A 5ª Câmara Cível do Tribunal de Justiça do Paraná autorizou, em 23 de fevereiro de 2026, a liberação de R$ 8,5 milhões ao conselheiro Maurício Requião, irmão do ex-governador do Paraná Roberto Requião. O montante refere-se a salários atrasados de um período de 13 anos em que ele ficou afastado do Tribunal de Contas por suspeita de nepotismo.
Qual é a origem desse valor milionário?
O dinheiro é referente aos salários que Maurício Requião deixou de receber entre 2009 e 2022. Ele foi afastado do cargo de conselheiro do Tribunal de Contas do Estado (TCE-PR) após uma decisão que questionava sua nomeação por parentesco, o chamado nepotismo. Após anos de disputa judicial, o Superior Tribunal de Justiça anulou o afastamento em 2022, garantindo a ele o direito de voltar ao posto e receber os pagamentos retroativos.

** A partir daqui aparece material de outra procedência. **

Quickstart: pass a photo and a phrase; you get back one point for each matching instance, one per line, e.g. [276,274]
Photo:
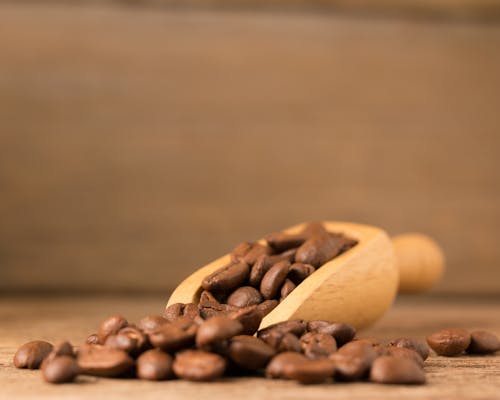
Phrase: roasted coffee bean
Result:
[154,365]
[92,339]
[405,353]
[353,360]
[286,289]
[267,306]
[249,352]
[61,369]
[60,349]
[197,365]
[414,344]
[342,333]
[217,329]
[174,335]
[317,345]
[274,279]
[318,250]
[276,367]
[449,342]
[99,360]
[298,272]
[245,296]
[309,371]
[227,278]
[151,322]
[31,355]
[281,241]
[483,342]
[287,342]
[250,318]
[388,369]
[215,309]
[111,326]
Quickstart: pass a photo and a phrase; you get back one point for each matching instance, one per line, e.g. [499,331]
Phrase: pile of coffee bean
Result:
[219,335]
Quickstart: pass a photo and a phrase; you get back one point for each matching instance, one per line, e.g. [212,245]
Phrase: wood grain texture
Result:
[24,319]
[137,146]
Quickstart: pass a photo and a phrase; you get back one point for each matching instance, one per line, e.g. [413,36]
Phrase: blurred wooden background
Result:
[137,143]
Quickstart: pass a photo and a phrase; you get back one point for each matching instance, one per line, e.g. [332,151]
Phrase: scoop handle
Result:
[420,260]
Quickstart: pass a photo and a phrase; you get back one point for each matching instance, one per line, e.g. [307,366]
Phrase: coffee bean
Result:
[273,279]
[483,342]
[276,367]
[449,342]
[309,371]
[227,278]
[318,250]
[250,318]
[342,333]
[286,289]
[353,360]
[111,326]
[151,322]
[61,369]
[154,365]
[299,271]
[31,355]
[249,352]
[409,343]
[92,339]
[197,365]
[317,345]
[217,329]
[388,369]
[245,296]
[99,360]
[405,353]
[281,241]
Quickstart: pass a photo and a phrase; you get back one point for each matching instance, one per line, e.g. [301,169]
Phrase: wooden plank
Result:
[457,377]
[137,145]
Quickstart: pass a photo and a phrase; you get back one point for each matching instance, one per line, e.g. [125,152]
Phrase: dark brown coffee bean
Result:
[267,306]
[342,333]
[483,342]
[286,289]
[404,353]
[245,296]
[353,360]
[227,278]
[154,365]
[309,371]
[318,250]
[317,345]
[151,322]
[31,355]
[414,344]
[250,318]
[274,279]
[61,369]
[249,352]
[197,365]
[298,272]
[449,342]
[276,367]
[281,241]
[99,360]
[388,369]
[92,339]
[174,335]
[217,329]
[111,326]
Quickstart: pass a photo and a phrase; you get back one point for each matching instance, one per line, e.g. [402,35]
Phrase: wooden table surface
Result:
[53,319]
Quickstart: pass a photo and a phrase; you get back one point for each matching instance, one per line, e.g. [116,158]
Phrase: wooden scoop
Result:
[356,287]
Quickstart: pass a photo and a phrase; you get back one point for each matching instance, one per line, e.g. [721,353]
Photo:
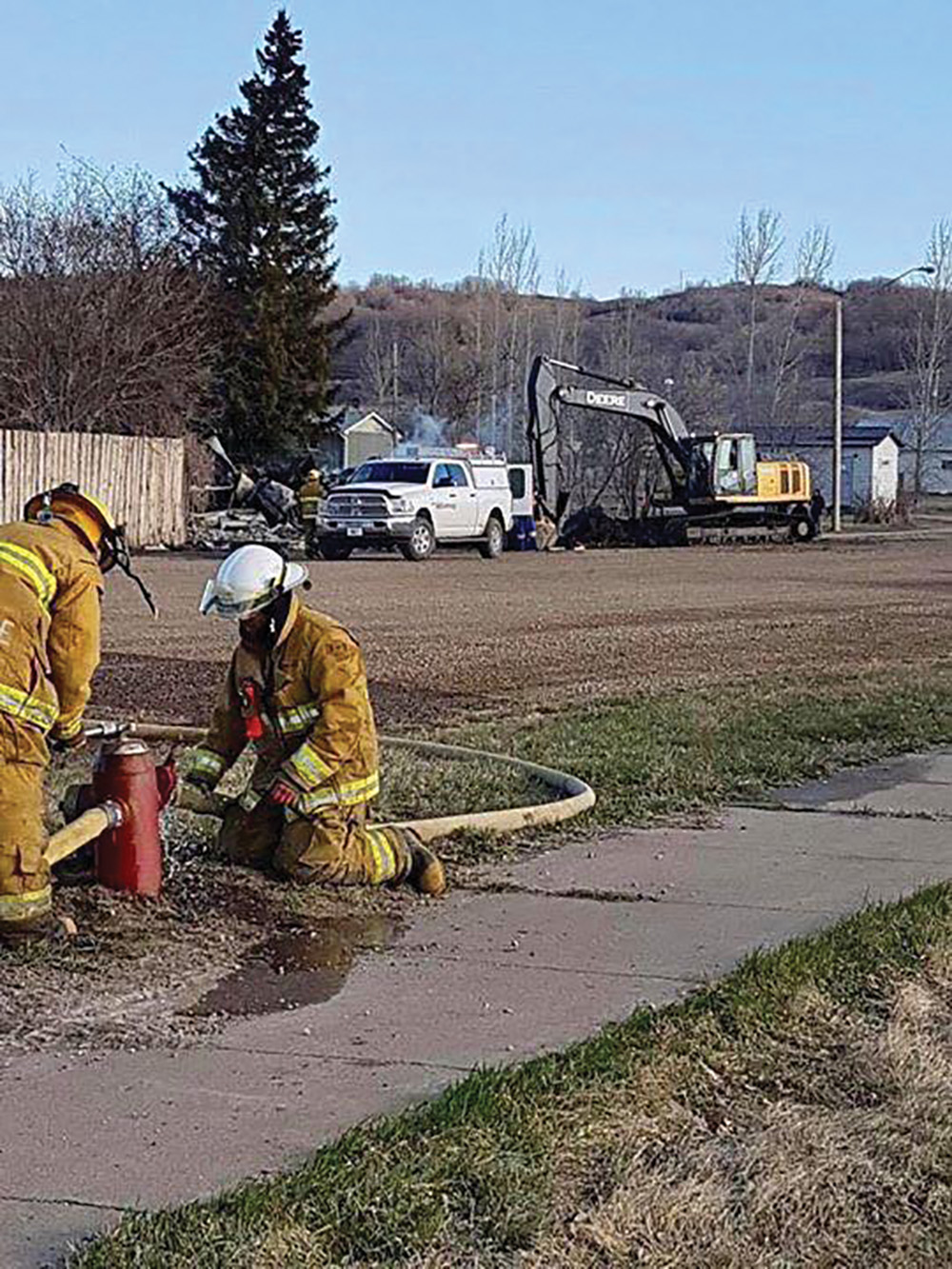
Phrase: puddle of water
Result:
[305,967]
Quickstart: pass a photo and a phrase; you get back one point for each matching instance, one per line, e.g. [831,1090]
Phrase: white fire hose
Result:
[570,796]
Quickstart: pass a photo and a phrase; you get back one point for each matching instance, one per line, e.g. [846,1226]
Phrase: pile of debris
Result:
[259,509]
[217,530]
[592,526]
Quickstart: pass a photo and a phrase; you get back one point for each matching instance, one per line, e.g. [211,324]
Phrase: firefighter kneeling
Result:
[51,582]
[297,692]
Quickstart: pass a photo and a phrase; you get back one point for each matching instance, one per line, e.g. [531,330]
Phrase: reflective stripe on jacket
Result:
[50,620]
[316,711]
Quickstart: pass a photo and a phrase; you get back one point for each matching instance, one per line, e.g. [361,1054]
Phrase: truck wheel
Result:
[493,540]
[803,526]
[333,548]
[421,544]
[312,545]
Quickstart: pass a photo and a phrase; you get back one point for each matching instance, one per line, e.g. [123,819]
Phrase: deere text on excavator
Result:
[715,480]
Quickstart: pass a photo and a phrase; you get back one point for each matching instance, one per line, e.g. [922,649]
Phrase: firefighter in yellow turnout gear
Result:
[51,582]
[297,692]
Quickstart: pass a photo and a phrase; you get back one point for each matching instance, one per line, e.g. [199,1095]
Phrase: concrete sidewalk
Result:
[560,945]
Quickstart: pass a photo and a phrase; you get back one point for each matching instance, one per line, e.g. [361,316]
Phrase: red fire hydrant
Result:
[129,857]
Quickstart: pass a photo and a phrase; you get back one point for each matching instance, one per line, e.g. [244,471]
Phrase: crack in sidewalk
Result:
[623,896]
[68,1202]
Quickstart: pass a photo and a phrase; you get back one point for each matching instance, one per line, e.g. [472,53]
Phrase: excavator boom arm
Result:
[547,393]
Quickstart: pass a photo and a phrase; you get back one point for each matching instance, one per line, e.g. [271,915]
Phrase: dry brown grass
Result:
[829,1147]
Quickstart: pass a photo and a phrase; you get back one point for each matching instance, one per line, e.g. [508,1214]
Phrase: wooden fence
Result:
[141,479]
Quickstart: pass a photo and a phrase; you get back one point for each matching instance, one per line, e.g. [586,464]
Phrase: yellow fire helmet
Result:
[95,525]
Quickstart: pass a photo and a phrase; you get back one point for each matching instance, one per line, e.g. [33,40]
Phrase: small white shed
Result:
[870,466]
[352,437]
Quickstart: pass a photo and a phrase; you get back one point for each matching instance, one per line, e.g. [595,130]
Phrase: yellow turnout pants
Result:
[334,848]
[26,895]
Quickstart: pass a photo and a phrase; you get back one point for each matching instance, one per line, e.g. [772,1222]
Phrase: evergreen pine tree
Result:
[259,220]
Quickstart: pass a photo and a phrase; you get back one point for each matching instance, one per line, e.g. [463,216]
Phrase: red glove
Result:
[282,793]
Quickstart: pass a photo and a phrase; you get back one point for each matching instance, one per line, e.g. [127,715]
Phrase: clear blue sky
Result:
[628,133]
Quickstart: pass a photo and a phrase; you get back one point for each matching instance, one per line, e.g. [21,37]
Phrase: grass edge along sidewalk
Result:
[516,1159]
[664,754]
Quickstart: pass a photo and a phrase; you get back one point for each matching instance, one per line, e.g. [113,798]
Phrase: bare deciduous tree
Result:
[814,262]
[756,248]
[102,327]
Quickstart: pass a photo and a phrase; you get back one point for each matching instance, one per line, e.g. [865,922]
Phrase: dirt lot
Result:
[455,639]
[459,636]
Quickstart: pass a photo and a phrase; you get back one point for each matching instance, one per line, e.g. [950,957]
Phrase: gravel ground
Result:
[461,637]
[455,639]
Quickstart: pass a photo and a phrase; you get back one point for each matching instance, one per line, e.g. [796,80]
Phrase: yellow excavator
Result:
[716,480]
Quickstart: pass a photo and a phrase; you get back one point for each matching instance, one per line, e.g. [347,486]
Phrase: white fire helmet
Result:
[249,580]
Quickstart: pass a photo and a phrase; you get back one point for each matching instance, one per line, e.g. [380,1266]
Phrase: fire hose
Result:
[571,796]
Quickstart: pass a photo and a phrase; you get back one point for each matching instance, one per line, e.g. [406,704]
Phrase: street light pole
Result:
[838,416]
[838,389]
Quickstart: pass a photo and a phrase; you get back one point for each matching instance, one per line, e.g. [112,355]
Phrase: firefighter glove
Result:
[282,793]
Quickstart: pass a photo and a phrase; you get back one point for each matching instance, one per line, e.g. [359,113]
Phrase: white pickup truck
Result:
[419,500]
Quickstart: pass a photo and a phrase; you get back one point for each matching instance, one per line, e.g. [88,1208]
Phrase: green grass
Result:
[677,753]
[495,1165]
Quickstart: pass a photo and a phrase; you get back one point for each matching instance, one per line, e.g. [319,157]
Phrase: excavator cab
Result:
[734,465]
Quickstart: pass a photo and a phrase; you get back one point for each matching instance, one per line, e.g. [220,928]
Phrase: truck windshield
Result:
[391,473]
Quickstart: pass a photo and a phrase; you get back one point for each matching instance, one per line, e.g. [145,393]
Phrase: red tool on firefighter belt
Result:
[132,791]
[251,709]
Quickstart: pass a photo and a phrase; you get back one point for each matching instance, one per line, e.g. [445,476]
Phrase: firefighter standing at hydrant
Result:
[51,583]
[310,495]
[297,692]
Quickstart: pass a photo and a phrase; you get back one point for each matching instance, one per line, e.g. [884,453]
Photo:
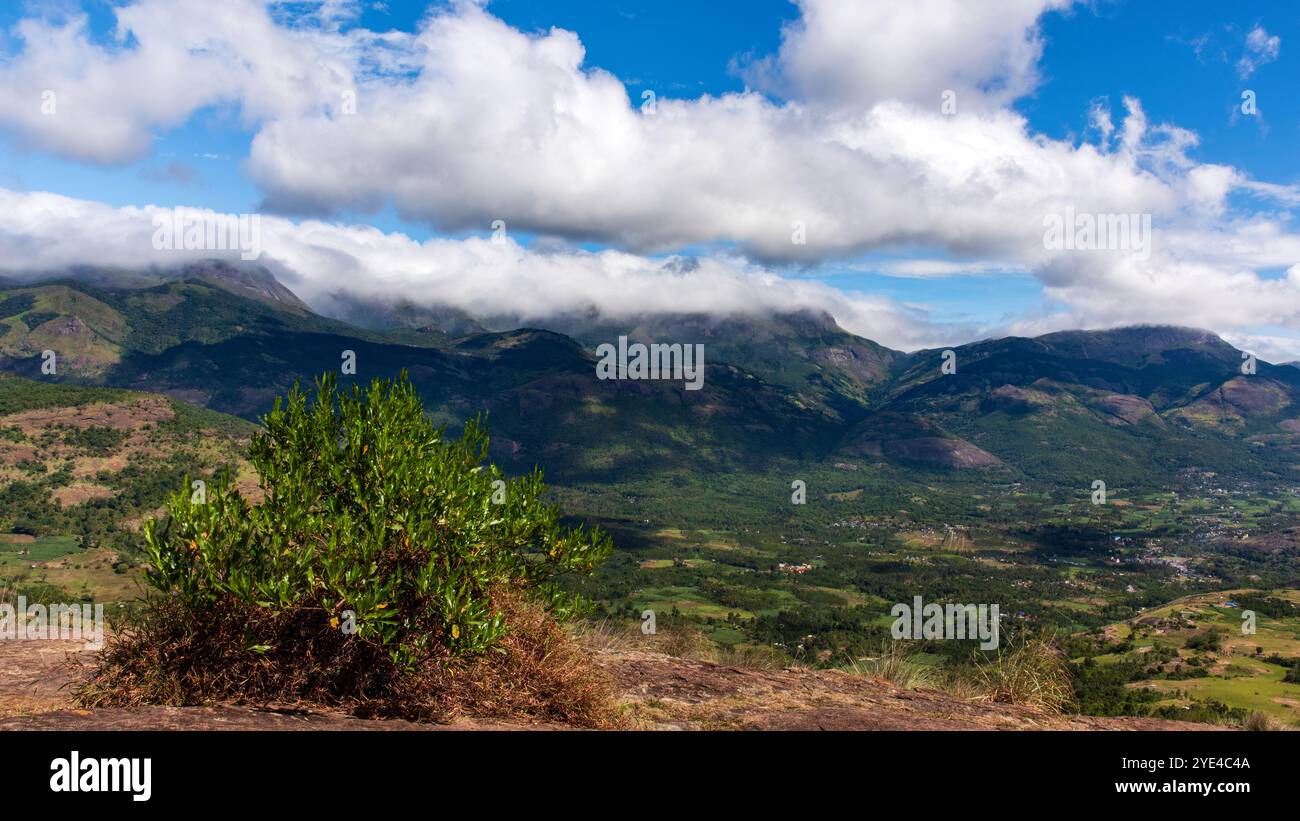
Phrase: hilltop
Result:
[658,691]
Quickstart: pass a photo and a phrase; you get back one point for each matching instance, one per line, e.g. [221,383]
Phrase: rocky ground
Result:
[661,693]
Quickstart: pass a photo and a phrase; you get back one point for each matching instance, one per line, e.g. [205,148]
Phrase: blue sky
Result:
[1183,61]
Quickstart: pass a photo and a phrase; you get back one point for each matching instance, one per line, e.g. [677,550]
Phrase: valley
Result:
[966,487]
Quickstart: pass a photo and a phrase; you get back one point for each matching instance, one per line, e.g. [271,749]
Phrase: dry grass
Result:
[537,673]
[1031,673]
[895,663]
[1264,722]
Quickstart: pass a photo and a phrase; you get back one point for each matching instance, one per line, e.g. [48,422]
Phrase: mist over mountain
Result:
[794,386]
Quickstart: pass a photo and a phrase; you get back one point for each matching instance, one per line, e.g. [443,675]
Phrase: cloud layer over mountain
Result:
[841,148]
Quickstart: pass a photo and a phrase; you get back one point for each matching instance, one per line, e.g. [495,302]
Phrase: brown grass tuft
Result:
[536,674]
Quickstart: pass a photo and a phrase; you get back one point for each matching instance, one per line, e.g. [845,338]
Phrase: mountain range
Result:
[1142,404]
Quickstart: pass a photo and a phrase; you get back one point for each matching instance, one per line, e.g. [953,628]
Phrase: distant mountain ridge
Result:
[1058,407]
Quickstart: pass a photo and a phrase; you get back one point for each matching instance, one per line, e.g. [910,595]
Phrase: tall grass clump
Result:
[388,570]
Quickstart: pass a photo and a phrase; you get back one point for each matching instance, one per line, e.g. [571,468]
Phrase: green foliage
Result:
[369,509]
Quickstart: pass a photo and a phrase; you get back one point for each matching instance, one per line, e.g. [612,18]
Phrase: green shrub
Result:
[382,560]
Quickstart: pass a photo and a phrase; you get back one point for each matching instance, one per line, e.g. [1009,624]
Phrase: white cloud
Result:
[1261,48]
[468,121]
[856,55]
[323,260]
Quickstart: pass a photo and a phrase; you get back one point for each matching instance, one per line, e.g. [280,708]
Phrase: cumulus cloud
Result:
[839,151]
[1261,48]
[854,55]
[323,261]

Por que o pagamento está sendo contestado na Justiça?
Advogados moveram uma ação popular para tentar impedir a liberação do dinheiro. Eles argumentam que, como o afastamento original teve base jurídica, o estado não deveria pagar por um período em que o serviço não foi prestado. Além disso, existe o receio de que, caso a decisão final do processo seja contrária ao conselheiro, o Governo do Paraná tenha dificuldades para recuperar esses milhões que já foram sacados.
O que decidiu o desembargador Anderson Fogaça sobre o saque?
O magistrado permitiu a retirada de cerca de R$ 8,5 milhões (valor corrigido), mas negou o pedido total da defesa, que era de R$ 12 milhões. Essa diferença de valores deve permanecer retida em uma conta judicial até que se definam os descontos legais obrigatórios, como impostos e previdência, ou que surjam novas decisões sobre as partes contestadas do montante.
O que diz a defesa de Maurício Requião sobre o caso?
Em nota, o conselheiro afirma que o pagamento é o início da reparação de uma injustiça que durou 15 anos. A defesa utiliza a Lei Estadual 6.174/70, que prevê o ressarcimento total de vencimentos quando um servidor público é reintegrado após um afastamento considerado ilegal. Segundo Requião, o pagamento evita que a dívida do estado aumente ainda mais com juros e correção monetária.
Como o Tribunal de Contas do Paraná se posicionou?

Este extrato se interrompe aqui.